Invisibilidade continua

Um ano e meio depois do artigo, um dos autores, o professor do Centro de Educação da Ufes (CE/Ufes) e PCD Douglas Ferrari publicou, com apoio da Fundação de Amparo à Pesquisa e Inovação do Espírito Santo (Fapes), o e-book gratuito “Pessoas com deficiência, saúde e educação em tempos de Covid-19: catálogo de fontes”, disponível na plataforma PCDES.org

“Trata-se de um catálogo de fontes com uma parte considerável do levantamento da pesquisa realizada durante os dois primeiros anos de pandemia: são manifestos, orientações, trabalhos acadêmicos, livros, guias, manuais de orientação e documentos legais”, explica o pesquisador. “Nele também constam materiais de audiovisual, que trazem um pouco da história por meio das reportagens e lives sobre a pandemia e a pessoa com deficiência na educação especial, além de linhas do tempo – internacional, nacional e estadual – com os principais fatos que marcaram a pandemia até agora”.

Em síntese, Douglas avalia que “o que mais ficou evidente nesses dois primeiros anos da pandemia, foi a invisibilidade das pessoas com deficiência em relação às políticas públicas, seja no processo educacional, no acesso à saúde e à assistência social”. 

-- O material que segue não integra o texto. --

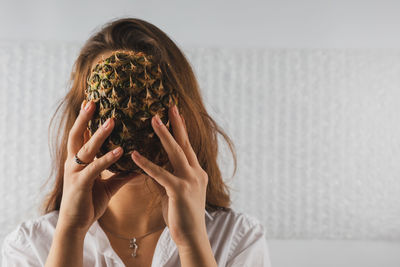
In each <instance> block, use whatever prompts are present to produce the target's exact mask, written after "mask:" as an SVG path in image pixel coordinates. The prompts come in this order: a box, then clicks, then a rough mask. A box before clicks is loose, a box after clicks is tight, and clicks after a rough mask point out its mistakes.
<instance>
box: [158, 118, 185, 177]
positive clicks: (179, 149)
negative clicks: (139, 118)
mask: <svg viewBox="0 0 400 267" xmlns="http://www.w3.org/2000/svg"><path fill="white" fill-rule="evenodd" d="M157 118H158V119H159V117H158V115H157V114H156V115H155V116H154V117H153V118H152V120H151V124H152V126H153V129H154V132H155V133H156V134H157V136H158V137H159V138H160V141H161V144H162V146H163V147H164V149H165V151H166V152H167V154H168V158H169V160H170V162H171V164H172V166H173V168H174V170H187V169H188V167H190V165H189V162H188V160H187V158H186V155H185V153H184V152H183V150H182V148H181V147H180V145H179V144H178V143H177V142H176V141H175V139H174V137H173V136H172V135H171V133H170V131H169V130H168V129H167V127H166V126H165V125H164V123H162V122H161V121H160V122H161V124H159V123H158V122H157ZM170 120H172V118H170Z"/></svg>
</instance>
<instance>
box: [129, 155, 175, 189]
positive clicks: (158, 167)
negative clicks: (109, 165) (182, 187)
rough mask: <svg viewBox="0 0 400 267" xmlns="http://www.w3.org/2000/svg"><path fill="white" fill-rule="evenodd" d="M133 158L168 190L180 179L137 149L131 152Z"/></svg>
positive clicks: (140, 166)
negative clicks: (151, 160)
mask: <svg viewBox="0 0 400 267" xmlns="http://www.w3.org/2000/svg"><path fill="white" fill-rule="evenodd" d="M131 156H132V159H133V160H134V161H135V163H136V164H137V165H138V166H139V167H140V168H141V169H142V170H144V171H145V172H146V173H147V174H148V175H149V176H150V177H152V178H153V179H154V180H156V182H158V183H159V184H160V185H162V186H163V187H164V188H165V189H166V190H169V191H170V192H172V191H171V190H172V189H173V188H175V187H176V184H177V182H178V179H177V178H176V177H175V176H174V175H172V174H171V173H170V172H169V171H167V170H165V169H163V168H161V167H160V166H158V165H157V164H154V163H153V162H151V161H150V160H148V159H147V158H146V157H144V156H142V155H140V154H139V152H137V151H136V150H135V151H134V152H133V153H131Z"/></svg>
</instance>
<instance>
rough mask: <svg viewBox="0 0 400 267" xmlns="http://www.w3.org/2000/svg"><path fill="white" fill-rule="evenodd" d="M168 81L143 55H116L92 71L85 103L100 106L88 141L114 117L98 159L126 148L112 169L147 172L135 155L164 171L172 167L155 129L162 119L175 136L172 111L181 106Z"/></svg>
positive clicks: (99, 154)
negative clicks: (115, 151)
mask: <svg viewBox="0 0 400 267" xmlns="http://www.w3.org/2000/svg"><path fill="white" fill-rule="evenodd" d="M163 81H164V80H163V75H162V72H161V69H160V65H159V64H155V63H153V62H152V56H151V55H146V54H145V53H144V52H136V51H122V50H118V51H114V52H113V54H112V55H111V56H110V57H108V58H106V59H104V60H101V61H99V62H98V63H97V64H96V65H95V67H94V68H93V69H92V71H91V73H90V75H89V76H88V78H87V85H88V86H87V88H86V90H85V98H86V100H87V101H90V100H93V102H94V103H95V104H96V110H95V113H94V115H93V117H92V119H91V120H90V121H89V123H88V127H87V128H88V130H89V136H90V137H91V136H92V135H93V134H94V133H95V131H96V130H97V129H98V128H99V127H100V126H101V125H102V124H103V123H104V122H105V121H106V120H107V119H108V118H114V122H115V124H114V129H113V131H112V132H111V134H110V135H109V136H108V137H107V139H106V140H105V141H104V143H103V144H102V146H101V148H100V150H99V152H98V153H97V155H96V156H97V158H99V157H101V156H103V155H104V154H106V153H107V152H108V151H111V150H113V149H114V148H116V147H118V146H121V147H122V148H123V149H124V154H123V155H122V156H121V157H120V158H119V159H118V161H117V162H115V163H113V164H112V165H111V166H110V167H108V168H107V170H109V171H111V172H113V173H117V172H128V173H130V172H137V173H145V172H144V171H143V170H142V169H141V168H140V167H139V166H137V165H136V164H135V162H134V161H133V160H132V158H131V156H130V153H131V152H132V151H133V150H137V151H138V152H139V153H141V154H142V155H143V156H145V157H146V158H148V159H149V160H151V161H152V162H154V163H156V164H158V165H159V166H162V167H165V166H166V165H167V163H168V161H169V159H168V155H167V153H166V151H165V150H164V148H163V146H162V144H161V141H160V139H159V137H158V136H157V134H156V133H155V132H154V130H153V127H152V125H151V118H152V117H153V116H154V115H155V114H158V115H159V117H160V119H161V121H162V122H163V123H164V124H165V125H166V127H167V128H168V130H170V131H171V127H170V122H169V118H168V109H169V108H170V107H172V105H173V104H176V105H177V107H178V95H177V93H176V91H175V90H172V89H171V88H169V87H168V86H166V87H164V85H165V82H164V83H163ZM178 109H179V107H178Z"/></svg>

Algum avanço ele considera que houve no mundo virtual. “O que pode ser considerado um avanço é o debate sobre acessibilidade e interface de Libras [Língua Brasileira de Sinais], por causa das lives e palestras. Aumentou o entendimento sobre acessibilidade e tecnologias voltadas para a Educação”. 

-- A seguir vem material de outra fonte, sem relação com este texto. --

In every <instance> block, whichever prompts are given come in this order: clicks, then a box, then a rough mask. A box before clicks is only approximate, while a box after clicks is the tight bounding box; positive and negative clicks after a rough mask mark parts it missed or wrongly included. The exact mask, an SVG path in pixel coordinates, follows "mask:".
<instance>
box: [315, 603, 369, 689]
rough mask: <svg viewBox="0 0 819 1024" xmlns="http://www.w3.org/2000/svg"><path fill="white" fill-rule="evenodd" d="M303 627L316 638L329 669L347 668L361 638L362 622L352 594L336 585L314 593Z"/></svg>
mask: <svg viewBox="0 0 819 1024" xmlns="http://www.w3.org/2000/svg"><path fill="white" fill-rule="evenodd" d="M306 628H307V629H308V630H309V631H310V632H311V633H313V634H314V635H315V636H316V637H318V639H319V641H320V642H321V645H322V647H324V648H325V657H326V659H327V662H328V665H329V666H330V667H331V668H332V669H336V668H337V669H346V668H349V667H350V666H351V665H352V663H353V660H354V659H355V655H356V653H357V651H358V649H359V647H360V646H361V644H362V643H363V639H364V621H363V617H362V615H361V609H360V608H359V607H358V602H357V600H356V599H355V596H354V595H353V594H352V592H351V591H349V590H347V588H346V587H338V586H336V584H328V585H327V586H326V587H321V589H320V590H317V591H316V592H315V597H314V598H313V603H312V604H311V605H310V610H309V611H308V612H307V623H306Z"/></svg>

A invisibilidade e a continuada negação de direitos que ele aborda nas duas publicações foi recentemente ilustrada por um fato real em sua vida acadêmica, que foi a punição sofrida no final de julho último. A falta de acessibilidade nos editais de pesquisa o levou a não conseguir enxergar direito o formulário para submissão de um subprojeto de pesquisa

Com apenas 30% da visão do olho esquerdo e 5% do olho direito, Douglas perdeu o prazo para envio da proposta, ficando sem os recursos necessários para pagamento dos estudantes contratados. Mesmo após recurso, o Comitê Geral de Iniciação Científica da Ufes manteve a punição, por oito votos a um.